Offense still needs some improvement

When is Tony Dungy going back to the aggressive play-calling of the first three games? When is Shaun King going to quit overthrowing passes? I love Tony and Shaun, but I think I speak for all the fans by saying we want to win, and to do this we have to go back to the style of playing we saw in the first three games.
-- Kelley Letourneau, St. Petersburg

• • •

Maybe Tony Dungy will improve his team communication skills before he benches the defensive heart and leader? Maybe Warren Sapp will get to meetings on time from now on? Maybe Mark Royals won't punt directly to one of the league's most dangerous kick returners next time?

Maybe Reidel Anthony will spare us the prolonged post-touchdown theatrics until after he has more than one touchdown and an 8.6 yards per game receiving average?

Maybe Shaun King will grow a foot so he has field vision?

Maybe the offensive line will remember how to block?

Maybe the team will ignore the hype, the hoopla, the egos and the self-inflicted distractions and once again become the hungry underdog?

Maybe, just maybe.
-- Steven A. Custer, Largo

• • •

Quite frankly, I'm having trouble seeing how the Bucs offense has been significantly improved over last year, aside from the ability to score in the red zone. Yes, the offense looked good in the first three games, but against suspect defenses. In the past two games against good defenses, it has had only had one sustained drive, and that resulted in a blocked field goal.

The times the Bucs scored were mostly the result of a long play or an opponent's fumble that gave them great field position. Last year, they seemed to consistently move the ball between the 20s. This year, they don't seem to move it nearly as well.

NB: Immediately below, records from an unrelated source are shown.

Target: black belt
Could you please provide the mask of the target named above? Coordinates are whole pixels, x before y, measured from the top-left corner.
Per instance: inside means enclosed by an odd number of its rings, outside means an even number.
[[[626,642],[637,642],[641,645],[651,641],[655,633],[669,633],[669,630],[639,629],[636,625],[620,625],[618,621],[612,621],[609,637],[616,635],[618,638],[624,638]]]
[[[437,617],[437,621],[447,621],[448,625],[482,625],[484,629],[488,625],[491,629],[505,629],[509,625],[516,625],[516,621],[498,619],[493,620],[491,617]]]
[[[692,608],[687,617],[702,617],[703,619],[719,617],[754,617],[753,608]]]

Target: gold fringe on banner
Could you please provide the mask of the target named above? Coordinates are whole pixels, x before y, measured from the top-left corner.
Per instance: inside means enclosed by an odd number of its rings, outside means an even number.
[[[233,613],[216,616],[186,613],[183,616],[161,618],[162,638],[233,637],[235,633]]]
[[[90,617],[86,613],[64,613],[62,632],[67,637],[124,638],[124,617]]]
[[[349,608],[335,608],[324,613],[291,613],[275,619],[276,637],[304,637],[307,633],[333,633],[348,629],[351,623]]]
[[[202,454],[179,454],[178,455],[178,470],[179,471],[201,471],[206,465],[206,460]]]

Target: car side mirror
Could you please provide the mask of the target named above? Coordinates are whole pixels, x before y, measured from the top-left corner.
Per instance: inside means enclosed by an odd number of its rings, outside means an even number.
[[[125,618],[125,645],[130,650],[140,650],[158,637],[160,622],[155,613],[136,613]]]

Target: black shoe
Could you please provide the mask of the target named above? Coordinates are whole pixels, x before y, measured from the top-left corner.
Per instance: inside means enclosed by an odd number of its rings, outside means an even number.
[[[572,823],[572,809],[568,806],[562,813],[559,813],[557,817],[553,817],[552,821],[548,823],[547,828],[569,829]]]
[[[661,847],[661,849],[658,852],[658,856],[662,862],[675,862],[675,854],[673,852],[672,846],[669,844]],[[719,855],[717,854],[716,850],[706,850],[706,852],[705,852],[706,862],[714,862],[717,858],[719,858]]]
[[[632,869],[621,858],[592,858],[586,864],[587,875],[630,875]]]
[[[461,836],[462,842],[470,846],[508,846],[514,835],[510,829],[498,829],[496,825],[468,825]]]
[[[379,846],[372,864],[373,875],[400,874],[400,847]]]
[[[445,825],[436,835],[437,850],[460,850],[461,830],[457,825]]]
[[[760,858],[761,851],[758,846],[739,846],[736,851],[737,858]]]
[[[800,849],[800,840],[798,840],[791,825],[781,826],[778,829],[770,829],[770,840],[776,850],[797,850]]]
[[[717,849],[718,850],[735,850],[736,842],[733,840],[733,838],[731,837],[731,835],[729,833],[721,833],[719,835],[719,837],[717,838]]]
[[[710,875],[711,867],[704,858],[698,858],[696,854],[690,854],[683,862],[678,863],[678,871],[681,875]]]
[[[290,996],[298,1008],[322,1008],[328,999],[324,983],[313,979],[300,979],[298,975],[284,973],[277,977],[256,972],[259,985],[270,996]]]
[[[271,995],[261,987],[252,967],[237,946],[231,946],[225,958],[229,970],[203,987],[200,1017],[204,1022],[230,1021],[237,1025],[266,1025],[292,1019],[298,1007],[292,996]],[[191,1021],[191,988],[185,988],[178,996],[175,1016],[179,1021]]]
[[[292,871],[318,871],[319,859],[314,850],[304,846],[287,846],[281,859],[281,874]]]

When they go 9-7 this year and miss the playoffs, will we think back fondly of Mike Shula and Trent Dilfer?
-- Mark Liquorman, Crystal Beach

• • •

So much for an offense that was going to get better each game.
-- Dan Stifflear, Palm Harbor

• • •

After watching the game against the Jets, I felt like Mike Shula had never left the Bucs. After watching Sunday's debacle against the Redskins, I am totally convinced Mike Shula lives right here in Tampa Bay and is still on the Buccaneers' payroll.
-- Mike Cole, New Port Richey

• • •

Shaun King makes a great NFL backup, but you need a 6-foot-3, strong-armed quarterback to throw downfield to Keyshawn Johnson. The way it is now, the Bucs will have to buy tickets to see the Super Bowl.